ADR-007: Terraform for Infrastructure as Code
Status: Accepted Date: 2025-10-01
Context
Need to manage AWS infrastructure. Requirements:
- Repeatable deployments
- Version control for infrastructure
- Multiple environments (dev, prod)
- Team collaboration
Decision
Use Terraform for infrastructure as code.
Consequences
Positive:
- Declarative: Describe desired state, Terraform handles changes
- State management: S3 + DynamoDB for locking
- Modules: Reusable components
- Plan before apply: Review changes before executing
- Industry standard: Well-documented, large community
Negative:
- State management: Need to protect state file
- Learning curve: HCL syntax, Terraform concepts
- Drift: Manual changes cause drift (must avoid)

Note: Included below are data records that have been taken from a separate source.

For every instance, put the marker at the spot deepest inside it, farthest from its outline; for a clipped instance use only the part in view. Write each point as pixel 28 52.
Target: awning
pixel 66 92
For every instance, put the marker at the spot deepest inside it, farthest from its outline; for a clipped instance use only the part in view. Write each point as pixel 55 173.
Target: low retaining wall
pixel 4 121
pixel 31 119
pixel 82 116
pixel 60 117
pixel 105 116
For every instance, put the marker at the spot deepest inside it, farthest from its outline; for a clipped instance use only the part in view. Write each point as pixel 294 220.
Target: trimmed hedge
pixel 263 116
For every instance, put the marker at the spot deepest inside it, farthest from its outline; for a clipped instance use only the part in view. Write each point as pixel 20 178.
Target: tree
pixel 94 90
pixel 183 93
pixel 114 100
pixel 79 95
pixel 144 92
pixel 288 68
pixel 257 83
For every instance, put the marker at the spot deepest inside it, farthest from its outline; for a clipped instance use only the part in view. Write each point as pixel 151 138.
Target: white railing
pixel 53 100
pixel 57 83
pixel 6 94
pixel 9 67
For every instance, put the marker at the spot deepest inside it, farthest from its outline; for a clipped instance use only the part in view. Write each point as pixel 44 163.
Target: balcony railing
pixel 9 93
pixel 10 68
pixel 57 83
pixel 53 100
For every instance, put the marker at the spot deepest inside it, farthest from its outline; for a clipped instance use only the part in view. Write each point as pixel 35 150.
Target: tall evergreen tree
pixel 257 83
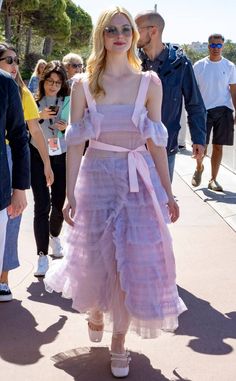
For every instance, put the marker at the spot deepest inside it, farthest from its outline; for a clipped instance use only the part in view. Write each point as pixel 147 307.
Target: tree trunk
pixel 47 46
pixel 18 33
pixel 28 41
pixel 8 30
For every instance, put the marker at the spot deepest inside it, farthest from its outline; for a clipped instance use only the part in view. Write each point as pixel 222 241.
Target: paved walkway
pixel 42 338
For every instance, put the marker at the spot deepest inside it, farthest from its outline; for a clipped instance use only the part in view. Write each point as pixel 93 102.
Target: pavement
pixel 42 338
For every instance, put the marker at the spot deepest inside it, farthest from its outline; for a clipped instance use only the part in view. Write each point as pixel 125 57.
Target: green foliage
pixel 229 51
pixel 81 25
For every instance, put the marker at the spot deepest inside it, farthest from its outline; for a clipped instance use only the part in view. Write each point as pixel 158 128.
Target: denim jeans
pixel 48 202
pixel 171 164
pixel 3 224
pixel 10 258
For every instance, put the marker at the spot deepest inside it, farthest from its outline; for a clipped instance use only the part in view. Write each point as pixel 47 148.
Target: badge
pixel 54 146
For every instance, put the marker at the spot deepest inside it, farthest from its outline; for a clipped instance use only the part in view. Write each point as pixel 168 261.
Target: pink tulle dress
pixel 118 256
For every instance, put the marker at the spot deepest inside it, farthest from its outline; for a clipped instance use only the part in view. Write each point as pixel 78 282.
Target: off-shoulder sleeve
pixel 85 129
pixel 154 130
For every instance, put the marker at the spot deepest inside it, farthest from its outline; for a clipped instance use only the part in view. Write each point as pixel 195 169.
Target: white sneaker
pixel 42 265
pixel 56 247
pixel 5 293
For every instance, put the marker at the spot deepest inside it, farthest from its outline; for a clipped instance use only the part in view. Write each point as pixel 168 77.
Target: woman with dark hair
pixel 48 203
pixel 35 77
pixel 10 63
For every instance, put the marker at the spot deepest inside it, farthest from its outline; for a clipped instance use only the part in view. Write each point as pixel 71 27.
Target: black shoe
pixel 5 293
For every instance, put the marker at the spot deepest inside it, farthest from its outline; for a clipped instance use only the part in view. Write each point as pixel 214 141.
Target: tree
pixel 81 25
pixel 229 51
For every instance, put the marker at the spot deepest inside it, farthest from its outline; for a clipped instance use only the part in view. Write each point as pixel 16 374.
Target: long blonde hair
pixel 97 60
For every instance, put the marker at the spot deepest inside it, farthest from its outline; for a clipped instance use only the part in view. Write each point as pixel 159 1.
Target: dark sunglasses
pixel 218 46
pixel 113 31
pixel 75 66
pixel 9 60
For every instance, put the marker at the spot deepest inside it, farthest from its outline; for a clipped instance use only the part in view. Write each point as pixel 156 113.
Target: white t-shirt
pixel 213 79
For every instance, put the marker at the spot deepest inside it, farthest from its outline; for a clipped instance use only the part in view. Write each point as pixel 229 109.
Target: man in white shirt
pixel 216 78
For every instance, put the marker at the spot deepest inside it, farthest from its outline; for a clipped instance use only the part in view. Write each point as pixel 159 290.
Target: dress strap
pixel 142 92
pixel 90 101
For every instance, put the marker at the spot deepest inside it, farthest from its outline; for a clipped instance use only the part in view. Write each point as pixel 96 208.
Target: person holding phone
pixel 48 202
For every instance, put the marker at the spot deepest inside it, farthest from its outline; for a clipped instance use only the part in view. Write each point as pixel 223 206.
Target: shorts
pixel 221 122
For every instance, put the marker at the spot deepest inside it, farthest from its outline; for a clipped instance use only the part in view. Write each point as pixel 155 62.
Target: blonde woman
pixel 119 260
pixel 35 77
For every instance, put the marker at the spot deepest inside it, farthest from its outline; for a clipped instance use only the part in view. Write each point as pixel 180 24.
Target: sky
pixel 186 20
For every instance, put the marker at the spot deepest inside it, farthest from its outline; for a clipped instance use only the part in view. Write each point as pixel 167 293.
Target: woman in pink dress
pixel 119 265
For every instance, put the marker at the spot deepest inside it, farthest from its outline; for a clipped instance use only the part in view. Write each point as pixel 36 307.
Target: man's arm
pixel 18 139
pixel 232 88
pixel 195 108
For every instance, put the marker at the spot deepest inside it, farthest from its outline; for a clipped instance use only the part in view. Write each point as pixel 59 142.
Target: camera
pixel 54 108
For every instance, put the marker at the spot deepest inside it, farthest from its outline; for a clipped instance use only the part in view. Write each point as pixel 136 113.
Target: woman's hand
pixel 18 203
pixel 69 211
pixel 47 113
pixel 60 125
pixel 48 174
pixel 173 209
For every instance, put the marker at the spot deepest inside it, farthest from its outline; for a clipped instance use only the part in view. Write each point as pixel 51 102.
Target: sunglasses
pixel 10 60
pixel 113 31
pixel 75 66
pixel 218 46
pixel 51 82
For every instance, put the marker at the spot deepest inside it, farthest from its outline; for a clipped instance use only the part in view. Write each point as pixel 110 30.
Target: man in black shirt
pixel 178 82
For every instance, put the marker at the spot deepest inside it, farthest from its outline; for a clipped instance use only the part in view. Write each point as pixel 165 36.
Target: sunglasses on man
pixel 10 60
pixel 213 46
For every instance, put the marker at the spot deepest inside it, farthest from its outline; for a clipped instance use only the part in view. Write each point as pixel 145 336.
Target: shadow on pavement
pixel 209 326
pixel 225 197
pixel 20 341
pixel 40 295
pixel 185 151
pixel 93 364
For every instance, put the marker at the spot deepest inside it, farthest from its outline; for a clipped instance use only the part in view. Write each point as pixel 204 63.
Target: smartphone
pixel 54 108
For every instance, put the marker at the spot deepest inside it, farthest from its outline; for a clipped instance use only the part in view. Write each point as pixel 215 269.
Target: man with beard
pixel 178 81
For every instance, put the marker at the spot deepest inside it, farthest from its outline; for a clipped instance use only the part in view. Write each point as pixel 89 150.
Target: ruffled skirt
pixel 114 259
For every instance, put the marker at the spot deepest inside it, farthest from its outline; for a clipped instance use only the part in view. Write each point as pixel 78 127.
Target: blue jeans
pixel 171 164
pixel 10 258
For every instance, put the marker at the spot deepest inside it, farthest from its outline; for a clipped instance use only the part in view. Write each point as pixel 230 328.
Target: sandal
pixel 95 329
pixel 120 371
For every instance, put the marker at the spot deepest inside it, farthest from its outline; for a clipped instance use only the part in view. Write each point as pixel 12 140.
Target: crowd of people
pixel 116 259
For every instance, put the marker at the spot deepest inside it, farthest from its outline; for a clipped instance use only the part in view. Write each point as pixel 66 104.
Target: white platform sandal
pixel 123 371
pixel 95 335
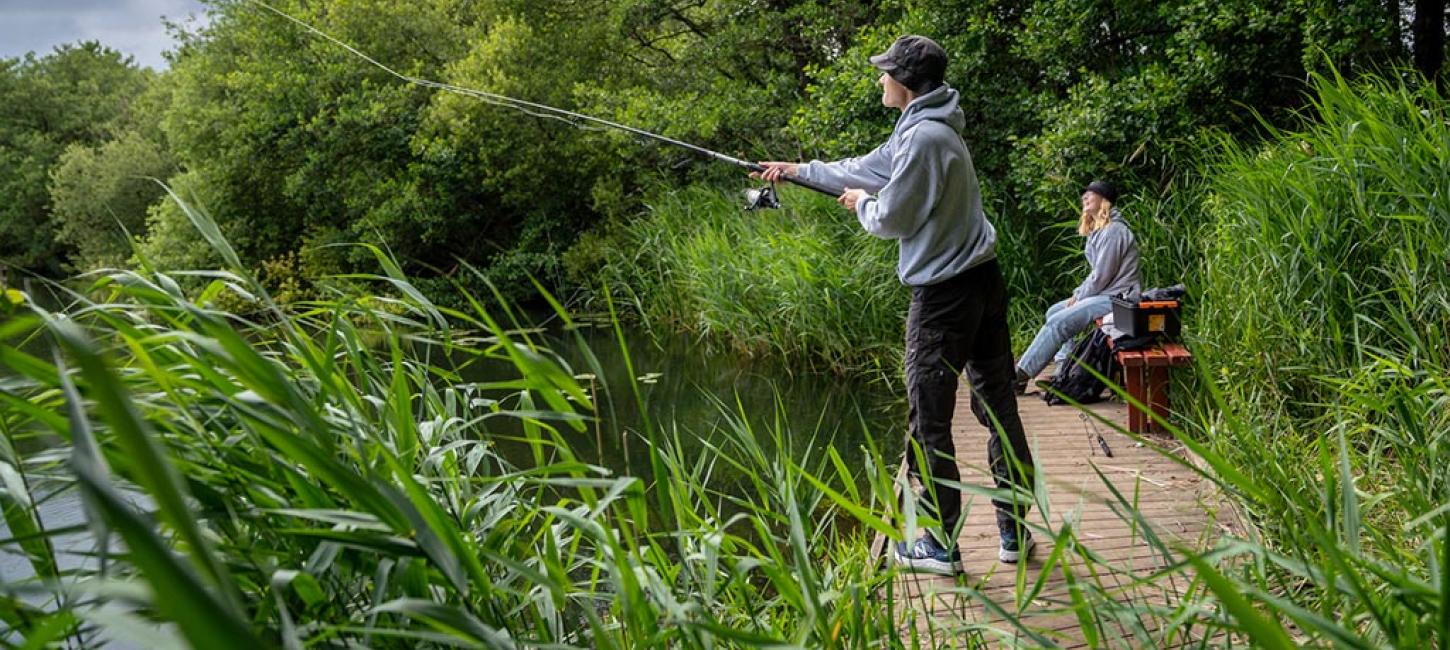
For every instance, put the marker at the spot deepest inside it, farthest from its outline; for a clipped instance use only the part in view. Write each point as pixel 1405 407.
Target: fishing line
pixel 763 198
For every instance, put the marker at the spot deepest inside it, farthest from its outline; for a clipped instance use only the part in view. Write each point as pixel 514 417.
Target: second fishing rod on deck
pixel 760 198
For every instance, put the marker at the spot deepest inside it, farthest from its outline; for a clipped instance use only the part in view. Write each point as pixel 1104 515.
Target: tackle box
pixel 1141 318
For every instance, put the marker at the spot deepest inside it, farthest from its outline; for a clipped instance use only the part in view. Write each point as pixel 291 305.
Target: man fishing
pixel 921 189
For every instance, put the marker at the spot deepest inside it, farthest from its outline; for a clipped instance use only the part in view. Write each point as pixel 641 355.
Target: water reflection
pixel 702 395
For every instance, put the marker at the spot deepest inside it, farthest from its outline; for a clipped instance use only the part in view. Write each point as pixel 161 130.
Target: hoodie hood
pixel 940 105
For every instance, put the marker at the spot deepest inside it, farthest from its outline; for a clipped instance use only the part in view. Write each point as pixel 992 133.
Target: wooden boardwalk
pixel 1109 552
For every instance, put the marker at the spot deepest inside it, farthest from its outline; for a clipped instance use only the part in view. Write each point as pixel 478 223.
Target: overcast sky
pixel 132 26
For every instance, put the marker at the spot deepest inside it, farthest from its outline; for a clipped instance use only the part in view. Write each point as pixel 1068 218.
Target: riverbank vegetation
pixel 312 469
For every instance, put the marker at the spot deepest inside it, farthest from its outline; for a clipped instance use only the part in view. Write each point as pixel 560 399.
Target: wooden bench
pixel 1146 376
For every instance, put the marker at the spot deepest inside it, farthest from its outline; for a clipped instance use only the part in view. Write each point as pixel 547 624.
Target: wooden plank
pixel 1178 354
pixel 1154 356
pixel 1167 495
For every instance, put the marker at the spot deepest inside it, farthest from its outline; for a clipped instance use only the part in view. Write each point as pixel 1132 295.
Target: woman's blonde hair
pixel 1095 221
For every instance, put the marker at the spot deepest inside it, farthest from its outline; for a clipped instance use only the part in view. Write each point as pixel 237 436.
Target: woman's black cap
pixel 917 61
pixel 1104 189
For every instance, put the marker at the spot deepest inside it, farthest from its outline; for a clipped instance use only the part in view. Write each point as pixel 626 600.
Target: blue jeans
pixel 1063 322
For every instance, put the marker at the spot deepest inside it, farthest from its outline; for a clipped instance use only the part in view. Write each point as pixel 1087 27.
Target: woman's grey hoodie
pixel 924 189
pixel 1112 254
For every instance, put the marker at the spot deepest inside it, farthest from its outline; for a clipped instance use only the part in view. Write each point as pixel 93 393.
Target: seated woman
pixel 1112 254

Cost Impact: $0.10/month (S3 state storage)
Alternatives Considered
- AWS CloudFormation
- Pros: AWS-native, no state file, free
- Cons: YAML/JSON verbose, slower, AWS-only
- Rejected: Prefer Terraform’s cleaner syntax
- AWS CDK
- Pros: Real programming language (Python, TypeScript)
- Cons: Less mature, generates CloudFormation (slower), more complex
- Rejected: Overkill for our needs
- Pulumi
- Pros: Real programming language, good UX
- Cons: Less mature, smaller community, managed state
- Rejected: Prefer Terraform’s larger ecosystem
- Manual (ClickOps)
- Pros: Fastest initially, familiar
- Cons: Not repeatable, no version control, error-prone
- Rejected: Not sustainable
ADR-008: GitHub Actions for CI/CD
Status: Accepted Date: 2025-10-05
Context
Need CI/CD pipeline for deploying infrastructure and code. Requirements:
- Automated deployments on push
- Secure (no long-lived credentials)
- Easy to configure
- Free or cheap
Decision
Use GitHub Actions with OIDC authentication to AWS.
Consequences
Positive:
- Free: Unlimited minutes for public repos, 2000 min/month for private
- Integrated: Lives with code in
.github/workflows - Secure: OIDC eliminates long-lived AWS keys
- Flexible: Can run any bash command, install any tool
Negative:
- GitHub lock-in: Workflow syntax specific to GitHub Actions
- Limited debugging: Can’t SSH into runners
- Cold start: Runners start fresh each time (must install tools)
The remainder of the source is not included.